War marked Canadian history and life in the first half of the 20th century. When it began, Canadian troops were fighting for the British empire in South Africa. Two French Canadians, both Liberals, Sir Wilfrid Laurier for the South African or Boer War and Louis-Stephen St-Laurent for the Korean War, made the decision to send Canadians overseas to advance Canadian interests and values. Two English Canadians, the Conservative Sir Robert Laird Borden and the Liberal William Lyon Mackenzie King, made commitments to much larger struggles in 1914 and 1939. Their decisions significantly affected not only the outcomes of the First World War and the Second World War but also the political, social, and economic fates of their country. In the two conflicts almost 1.8 million men and women served, and over 100,000 died: the impact on Canada was huge.

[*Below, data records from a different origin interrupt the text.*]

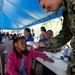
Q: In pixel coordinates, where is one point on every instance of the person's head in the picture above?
(19, 44)
(49, 34)
(27, 32)
(51, 5)
(43, 29)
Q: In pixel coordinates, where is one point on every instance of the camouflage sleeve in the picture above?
(64, 36)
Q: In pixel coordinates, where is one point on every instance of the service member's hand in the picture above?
(49, 59)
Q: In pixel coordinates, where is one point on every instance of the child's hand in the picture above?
(49, 59)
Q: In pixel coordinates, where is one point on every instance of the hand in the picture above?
(49, 59)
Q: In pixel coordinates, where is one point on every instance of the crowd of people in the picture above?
(22, 56)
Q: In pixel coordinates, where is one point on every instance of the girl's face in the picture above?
(20, 45)
(26, 33)
(49, 35)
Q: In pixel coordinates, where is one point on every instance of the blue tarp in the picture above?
(18, 14)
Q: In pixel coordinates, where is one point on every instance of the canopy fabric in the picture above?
(18, 14)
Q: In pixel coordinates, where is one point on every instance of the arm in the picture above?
(11, 68)
(35, 54)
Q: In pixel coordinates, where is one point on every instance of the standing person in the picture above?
(43, 34)
(19, 60)
(27, 35)
(68, 28)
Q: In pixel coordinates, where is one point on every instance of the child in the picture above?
(19, 60)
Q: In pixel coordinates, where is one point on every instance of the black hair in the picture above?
(17, 39)
(25, 52)
(28, 30)
(43, 28)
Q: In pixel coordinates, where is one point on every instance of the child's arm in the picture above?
(11, 68)
(48, 59)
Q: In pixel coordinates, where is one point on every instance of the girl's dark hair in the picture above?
(28, 30)
(43, 29)
(25, 52)
(17, 39)
(50, 31)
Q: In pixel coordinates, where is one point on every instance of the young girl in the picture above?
(19, 60)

Borden and King seem unlikely wartime leaders, lacking the bulldog tenacity of Sir Winston Churchill or the inspiring oratory of Franklin D. Roosevelt. Whereas Churchill had served in battle and Roosevelt was fascinated with the navy, neither Borden nor King had ever been in arms, and they demonstrated little interest in military traditions and history. The two were not warlords in any usual sense, but they managed to guide their nation through, perhaps, its most difficult trials.

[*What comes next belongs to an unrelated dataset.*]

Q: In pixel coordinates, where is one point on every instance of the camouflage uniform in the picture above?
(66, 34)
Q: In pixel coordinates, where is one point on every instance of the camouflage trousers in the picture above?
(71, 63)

Borden had been prime minister for three years when the First World War began in August 1914. He had no hesitation in committing Canada, then a colony, to fight for the British empire, yet as the war went on he believed with increasing conviction that the nation must have a stronger voice in decisions of policy and military action. He held that the country’s honour and his own were undergoing their greatest test on the battlefields of western Europe. Facing an election in 1917 while Canadian soldiers were enduring heavy losses, he turned to conscription and a coalition with English Liberals who were willing to support a Union government. This contest profoundly divided Canadians and created lasting bitterness, particularly between anti-conscriptionist French Canadians and the English Canadians who backed the Union government. With his victory at the polls, the prime minister believed he had kept faith with his troops. But the memories of the 1917 campaign haunted the Conservatives in the decades that followed and, perhaps more than any other event, made the Liberals dominant in federal politics for several generations.
A cautious leader, King looked back at Borden’s dilemma as he plotted the course for his government and his country through the Second World War. Recalling the terrible death tolls in the army during the first conflict, King tried to emphasize air service, economic aid, and logistical support. Knowing the political costs of conscription for Borden, he equivocated, delayed, and finally agreed to a late and limited policy of conscription, signed into being in November 1944. Both men and their colleagues were exhausted by the demands of total war. Unlike Churchill and Roosevelt, Borden and King remained their nation’s leader in the peace that followed.
In their introduction to Canada’s prime ministers: Macdonald to Trudeau, Réal Bélanger, directeur général adjoint, and Ramsay Cook, former General Editor, note that the “entanglement of national interest/unity and personal/party interest” has challenged many Canadian prime ministers. They suggest that those who are most successful manage to maintain “a careful balance that skilfully links personal ambition with party goals and wraps both in the flag.” By this criterion, neither Borden nor King was fully successful. Yet both steered a deeply divided country along an arduous course in truly difficult times.